Esta investigación me conduciría muy lejos. Mi objeto no ha sido más que pintar el hombre-globo de nuestro país: un artículo de física no puede ser largo: si fuera de política sería otra cosa. Haré mi última deducción, y concluiré: los Rozzos, que hasta ahora han hecho pinitos á nuestra vista, parece que ya se han elevado cuanto elevarse pueden. ¡Otros al puesto, experimentos nuevos! Si por el camino trillado nada se ha hecho, camino nuevo.
Esto la razón sola lo indica. Si hay un hombre-globo, que salga, y le daremos las gracias; mas cuenta con engañarse en sus fuerzas: recuerde que primero hay que subir, y luego hay que dar dirección; y como dice Quevedo, «ascender á rodar es desatino; y el que desciende de la cumbre, ataja», observe que puede sucederle lo que á los demás, que conforme se vaya elevando se vaya viendo más pequeño. Si no le hay, lastimoso es decirlo, pero aparejemos el para-caídas.
LA ALABANZA
ó
QUE ME PROHÍBAN ÉSTE
Suponiendo que se escriba con principios, se puede escribir después con varios fines. Ó se escribe para sí, ó se escribe para otros. Descifremos bien esto. Lo que se escribe en un libro de memorias se escribe evidentemente para sí. De modo que un souvenir es un monólogo escrito. No diré precisamente que sea necio el decirse uno las cosas á sí mismo, porque al cabo, ¿dónde habían de encontrar ciertos hombres un auditorio indulgente si no hablasen consigo mismos? Lo que diré es que yo nací con buena memoria. ¡Ojalá fuera mentira! Y tengo reparado que las cosas que una vez me interesan, tarde ó jamás se me olvidan; por lo tanto nunca las apunté; y las que no me interesaron siempre juzgué que no valían la pena de apuntarlas. Por otra parte, de diez cosas que en la vida suceden las nueve son malas, sin que esto sea decir que la otra sea enteramente buena. Razón de más para no apuntar. ¡Cuánto más filosófico y más consolador sería sustituir al souvenir otro repertorio de anotaciones llamado olvido! Cosas que debo olvidar, pondría uno encima: figúrese el lector si el tal librico necesitaría hojas, y si podría uno estar ocioso un solo instante, una vez comprometido á llenar sus páginas de buena fe. Siempre he abundado en la idea de que se hacen generalmente las cosas al revés: el souvenir es una idea inversa; en este sentido nunca he escrito para mí.

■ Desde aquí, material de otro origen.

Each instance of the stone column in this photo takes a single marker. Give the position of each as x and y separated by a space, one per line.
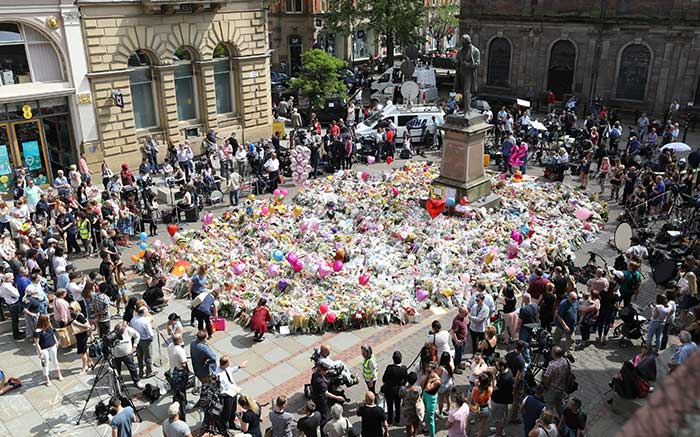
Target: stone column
167 104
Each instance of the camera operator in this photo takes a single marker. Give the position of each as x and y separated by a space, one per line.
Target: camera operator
123 349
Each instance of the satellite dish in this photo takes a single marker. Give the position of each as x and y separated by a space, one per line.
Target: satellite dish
409 91
407 69
411 52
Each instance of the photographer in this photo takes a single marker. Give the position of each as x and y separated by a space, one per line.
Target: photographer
125 340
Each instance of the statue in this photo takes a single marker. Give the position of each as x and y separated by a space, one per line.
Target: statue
468 60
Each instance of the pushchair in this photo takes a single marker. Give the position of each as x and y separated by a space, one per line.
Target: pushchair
632 325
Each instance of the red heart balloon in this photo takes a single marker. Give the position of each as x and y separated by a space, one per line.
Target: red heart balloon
435 206
172 229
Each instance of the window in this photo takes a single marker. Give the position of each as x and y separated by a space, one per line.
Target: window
293 6
141 83
184 85
26 56
499 62
633 72
222 80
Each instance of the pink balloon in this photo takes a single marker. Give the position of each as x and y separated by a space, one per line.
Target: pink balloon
421 295
363 279
238 269
323 270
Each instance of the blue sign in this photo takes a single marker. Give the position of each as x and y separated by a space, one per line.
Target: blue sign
30 155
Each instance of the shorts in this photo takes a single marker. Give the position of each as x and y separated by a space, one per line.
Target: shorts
499 411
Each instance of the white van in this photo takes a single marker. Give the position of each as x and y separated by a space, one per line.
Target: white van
399 117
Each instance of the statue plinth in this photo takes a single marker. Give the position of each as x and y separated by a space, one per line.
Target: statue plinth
462 167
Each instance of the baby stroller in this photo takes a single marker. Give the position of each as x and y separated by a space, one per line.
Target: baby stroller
631 327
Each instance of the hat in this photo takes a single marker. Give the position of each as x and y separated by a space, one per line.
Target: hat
174 409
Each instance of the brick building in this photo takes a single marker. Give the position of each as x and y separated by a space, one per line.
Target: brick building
636 54
179 68
296 26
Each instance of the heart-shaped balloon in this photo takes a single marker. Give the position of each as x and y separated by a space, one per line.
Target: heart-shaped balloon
435 207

Continuemos echando una ojeada sobre los que escriben para sí.
El que escribe un memorial escribe sin duda para sí. Generalmente nadie lee los memoriales, sino el que los escribe, que es el único á quien importan; la prueba de esto es que cuando el empleo se ha de dar, ya está dado antes de hacer el memorial; y cuando hay que hacer el memorial, es señal de que no hay que contar con el empleo. Apelo á los señores que están colocados y á los que se han de colocar. Es, pues, más necio escribir un memorial, que un souvenir. En este sentido tampoco he escrito nunca para mí.
El que escribe un informe, un consejo, un parecer, escribe para sí; la prueba es que generalmente siempre se pide el consejo después de tomada la determinación, y que cuando el informe no gusta se desecha.

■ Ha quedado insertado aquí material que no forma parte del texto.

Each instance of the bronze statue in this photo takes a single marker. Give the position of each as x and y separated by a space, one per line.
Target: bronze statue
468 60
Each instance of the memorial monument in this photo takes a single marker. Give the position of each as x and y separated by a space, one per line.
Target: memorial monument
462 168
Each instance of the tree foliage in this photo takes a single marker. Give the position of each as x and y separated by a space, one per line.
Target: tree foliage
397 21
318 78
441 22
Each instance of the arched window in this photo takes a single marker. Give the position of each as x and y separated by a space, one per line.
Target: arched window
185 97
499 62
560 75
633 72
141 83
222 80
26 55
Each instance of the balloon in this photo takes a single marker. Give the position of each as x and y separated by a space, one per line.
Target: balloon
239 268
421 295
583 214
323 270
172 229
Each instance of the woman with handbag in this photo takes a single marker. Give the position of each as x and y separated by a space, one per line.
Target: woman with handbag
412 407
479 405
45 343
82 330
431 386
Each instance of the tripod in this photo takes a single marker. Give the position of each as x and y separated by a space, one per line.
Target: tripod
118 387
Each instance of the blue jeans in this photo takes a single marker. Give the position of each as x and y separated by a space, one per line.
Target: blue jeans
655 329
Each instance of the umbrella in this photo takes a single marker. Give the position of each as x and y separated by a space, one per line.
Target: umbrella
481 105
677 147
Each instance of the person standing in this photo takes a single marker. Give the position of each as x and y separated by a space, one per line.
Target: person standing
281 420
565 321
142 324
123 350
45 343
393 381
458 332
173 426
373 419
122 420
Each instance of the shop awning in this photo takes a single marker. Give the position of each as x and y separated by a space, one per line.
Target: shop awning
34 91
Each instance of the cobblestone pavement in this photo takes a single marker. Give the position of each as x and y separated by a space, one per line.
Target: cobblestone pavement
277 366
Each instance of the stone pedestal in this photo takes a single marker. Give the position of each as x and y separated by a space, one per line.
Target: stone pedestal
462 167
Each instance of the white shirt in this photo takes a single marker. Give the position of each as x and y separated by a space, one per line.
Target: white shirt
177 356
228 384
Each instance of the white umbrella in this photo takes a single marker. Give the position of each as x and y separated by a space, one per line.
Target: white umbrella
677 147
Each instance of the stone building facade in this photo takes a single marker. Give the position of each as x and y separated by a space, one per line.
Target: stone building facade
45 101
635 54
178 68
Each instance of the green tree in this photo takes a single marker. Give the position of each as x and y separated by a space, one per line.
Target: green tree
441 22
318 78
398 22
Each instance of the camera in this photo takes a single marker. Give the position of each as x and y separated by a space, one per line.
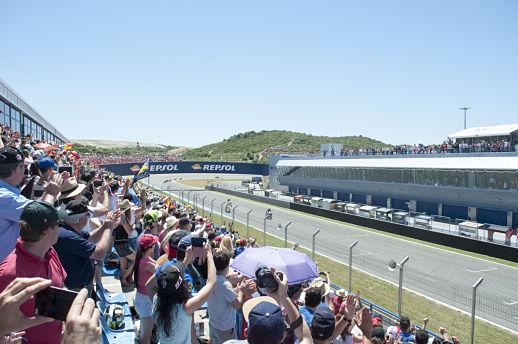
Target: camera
266 279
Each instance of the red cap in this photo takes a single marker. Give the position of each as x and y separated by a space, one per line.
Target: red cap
147 240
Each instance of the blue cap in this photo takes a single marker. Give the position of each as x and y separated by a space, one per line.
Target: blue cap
45 163
265 320
185 241
323 324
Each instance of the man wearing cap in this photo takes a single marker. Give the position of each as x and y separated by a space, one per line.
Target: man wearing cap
34 256
46 165
78 248
12 203
266 323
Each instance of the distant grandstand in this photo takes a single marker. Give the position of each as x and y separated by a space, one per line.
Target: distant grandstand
480 187
17 114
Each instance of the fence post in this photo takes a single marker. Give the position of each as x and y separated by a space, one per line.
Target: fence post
264 230
351 265
286 234
400 295
248 224
473 306
233 215
212 209
203 204
313 244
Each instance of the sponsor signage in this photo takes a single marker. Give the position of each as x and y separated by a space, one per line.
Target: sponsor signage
190 167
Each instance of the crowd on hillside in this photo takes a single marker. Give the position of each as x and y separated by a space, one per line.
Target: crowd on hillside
57 230
102 159
446 147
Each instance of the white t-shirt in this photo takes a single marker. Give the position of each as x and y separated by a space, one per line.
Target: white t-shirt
222 315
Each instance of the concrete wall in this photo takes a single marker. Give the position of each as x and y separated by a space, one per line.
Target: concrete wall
481 198
463 243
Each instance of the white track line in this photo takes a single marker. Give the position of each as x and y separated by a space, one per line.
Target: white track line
381 278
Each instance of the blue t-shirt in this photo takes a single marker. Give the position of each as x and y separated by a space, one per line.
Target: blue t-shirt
186 275
74 251
11 207
406 337
307 313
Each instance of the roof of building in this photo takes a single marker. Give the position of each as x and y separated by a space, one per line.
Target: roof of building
458 163
14 98
496 130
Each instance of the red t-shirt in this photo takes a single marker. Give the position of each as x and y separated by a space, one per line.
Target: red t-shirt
21 263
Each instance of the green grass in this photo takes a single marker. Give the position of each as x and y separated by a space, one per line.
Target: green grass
402 237
86 149
385 295
255 146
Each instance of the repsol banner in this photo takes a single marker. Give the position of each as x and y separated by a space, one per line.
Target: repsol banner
189 167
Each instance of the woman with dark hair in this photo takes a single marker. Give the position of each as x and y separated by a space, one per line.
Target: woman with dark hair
173 306
144 269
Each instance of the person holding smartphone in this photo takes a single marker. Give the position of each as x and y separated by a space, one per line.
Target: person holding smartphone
174 305
34 256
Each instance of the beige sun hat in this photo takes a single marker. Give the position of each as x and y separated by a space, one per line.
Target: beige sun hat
71 188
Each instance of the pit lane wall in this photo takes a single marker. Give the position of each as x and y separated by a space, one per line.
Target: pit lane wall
463 243
190 167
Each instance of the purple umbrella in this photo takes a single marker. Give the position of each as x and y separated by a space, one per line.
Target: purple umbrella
296 265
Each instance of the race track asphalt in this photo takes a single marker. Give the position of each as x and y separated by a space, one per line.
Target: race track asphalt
436 273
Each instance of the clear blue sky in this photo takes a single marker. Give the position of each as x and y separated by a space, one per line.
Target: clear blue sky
195 72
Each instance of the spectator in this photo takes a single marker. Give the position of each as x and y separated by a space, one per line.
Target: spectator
266 323
76 248
11 202
122 245
144 269
222 304
174 307
421 337
34 256
82 323
406 331
152 226
312 298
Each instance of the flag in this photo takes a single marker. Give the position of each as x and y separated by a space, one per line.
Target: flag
143 172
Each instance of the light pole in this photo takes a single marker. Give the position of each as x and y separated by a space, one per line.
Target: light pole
351 265
203 204
266 217
233 215
279 227
313 244
248 224
473 306
392 266
465 109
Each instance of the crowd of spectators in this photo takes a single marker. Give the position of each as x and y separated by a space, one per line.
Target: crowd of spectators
57 230
102 159
446 147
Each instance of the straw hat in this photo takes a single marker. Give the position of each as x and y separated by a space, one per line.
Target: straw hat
71 188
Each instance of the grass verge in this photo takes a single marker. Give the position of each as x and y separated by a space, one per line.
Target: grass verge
385 295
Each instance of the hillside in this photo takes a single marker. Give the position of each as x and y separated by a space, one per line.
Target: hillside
122 147
257 146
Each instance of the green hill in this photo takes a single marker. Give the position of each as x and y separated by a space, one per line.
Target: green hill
257 146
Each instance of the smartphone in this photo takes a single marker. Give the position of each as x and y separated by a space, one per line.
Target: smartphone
68 169
197 247
54 302
198 242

El que escribe á una querida escribe para sí, por varias razones; por lo regular rara vez se encuentran dos amantes en igual grado de pasión; por consiguiente el calor del uno es griego para el otro, y vice versa. Además, desde el momento en que dejamos de querer á nuestra amada, dejamos de escribirla. Prueba de que no escribíamos para ella.